四章 第十一話
*如月視点に戻ります
夜月と戦って二月が経った。
季節は春になっている。
如月はようやく目を覚ました。
「ここは、、、」
如月は、状況を確認しようとする。
(確か、、、夜月と戦って、京極の最期を看取って、、、意識を失ったのか)
そこへ、桔梗と橘、クロが入ってくる。
「如月さん、目、覚ましたんですね。二か月も目を覚まさなかったんですからね」
「よかった、お前が生きててくれて本当によかった」
桔梗が微笑み、橘が涙を流す。
桔梗はいまだに包帯を巻いている。
クロもコクコクとうなずいて二人に同意する。
そんな三人の様子を見て、如月はほほ笑んだ。
「そう言えば、付狩りの活動ってどうなるのでしょうか?」
ふと、桔梗が思いついたように言った。
「導き手も二人になってしまいましたし、名家の人は死んでしまいましたし、、、」
部屋の雰囲気が少し暗くなる。
「それについては、東雲から手紙があるぞ。半年ほど前に預かった」
橘が、懐から手紙を取り出す。
そして、読み上げ始めた。
「『この手紙は、私が死んだ時のために輝夜さんに預けておきます。二紋様を倒しきれたのでしょうか?もしそうだとしたらうれしいです。もし倒しきれていなくても、導き手の人なら大丈夫だと信じています。

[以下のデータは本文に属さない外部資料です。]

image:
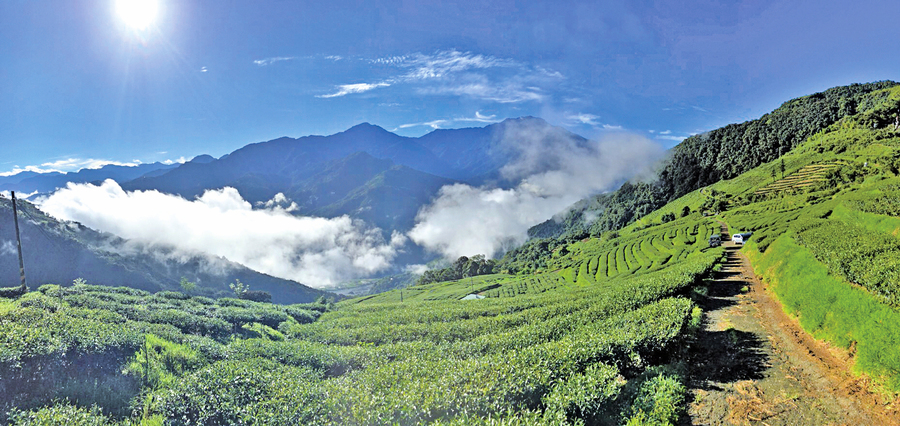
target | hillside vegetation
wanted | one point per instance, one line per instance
(581, 329)
(539, 349)
(724, 153)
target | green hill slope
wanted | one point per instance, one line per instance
(578, 330)
(723, 153)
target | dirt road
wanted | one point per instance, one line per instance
(753, 365)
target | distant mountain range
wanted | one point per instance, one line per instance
(365, 172)
(28, 182)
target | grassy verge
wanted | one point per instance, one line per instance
(832, 309)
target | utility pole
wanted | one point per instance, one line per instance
(19, 242)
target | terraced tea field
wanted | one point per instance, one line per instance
(804, 178)
(595, 260)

天明さんと朱雀さんは、私が導き手になる前から導き手で、さまざまなことでお世話になりました。父から付狩りの統率を引き継いだ時も、反対せずに受け入れてくれました。炎楽さんと奏介さんが死んでしまったと聞いた時、私はかなり落ち込みましたが、それでも前を向いて歩んでいるお二人を見て、私も何とか前を向くことができました。お二人の存在がとても心強かったです。そして光里さん。光里さんは私より後に導き手になったのと、私より年下なのもあり、妹のように思っていました。導き手たちはとても明るい雰囲気で、皆さんのことがとても好きです。導き手ではないですが、輝夜さん。伝手として、私たちの支援ありがとうございました。一緒にお酒を飲むの、楽しかったですよ。

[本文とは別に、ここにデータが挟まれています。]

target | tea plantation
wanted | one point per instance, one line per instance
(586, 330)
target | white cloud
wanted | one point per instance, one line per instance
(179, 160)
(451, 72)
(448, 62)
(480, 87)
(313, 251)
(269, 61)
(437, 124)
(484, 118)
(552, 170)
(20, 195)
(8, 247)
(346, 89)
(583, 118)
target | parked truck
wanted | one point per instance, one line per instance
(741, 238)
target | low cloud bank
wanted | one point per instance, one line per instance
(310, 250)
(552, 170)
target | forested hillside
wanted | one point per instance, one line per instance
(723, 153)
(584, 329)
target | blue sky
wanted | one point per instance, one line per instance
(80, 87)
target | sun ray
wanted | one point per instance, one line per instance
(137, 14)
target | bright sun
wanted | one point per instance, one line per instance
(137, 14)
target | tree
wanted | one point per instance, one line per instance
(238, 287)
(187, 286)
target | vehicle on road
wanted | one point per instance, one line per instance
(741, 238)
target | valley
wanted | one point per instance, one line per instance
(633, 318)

この手紙が破棄されることを願っていますが、もし読まれているならば、皆さんには私のことは気にせず、前を向いて生きてほしいと思います。さて、ここからは付狩りについてですが、二紋様を全員倒し、紋様持ちがいなくなっても付狩りは存続してほしいと思っています。付喪神は、人間が物を使い続ける限り現れると思うからです。統率は、残っている人たちに任せます。
最後に本当にありがとうです』」
読みながら橘は涙を流していた。
如月と桔梗も泣いている。
「付狩りは、俺らが統率する」
「そうですね。それが、東雲さんのお願いですから」
「前を向いて生きてほしい、、、か。炎楽と京極にも言われたな」
「そうなんですね。みんな、思うことは同じなんですね」
「いつまでも落ち込んではいられないということだな」
「はい」
東雲や炎楽、京極がそう言ったのだ。
前を向いて生きていこうと思った如月たちだった。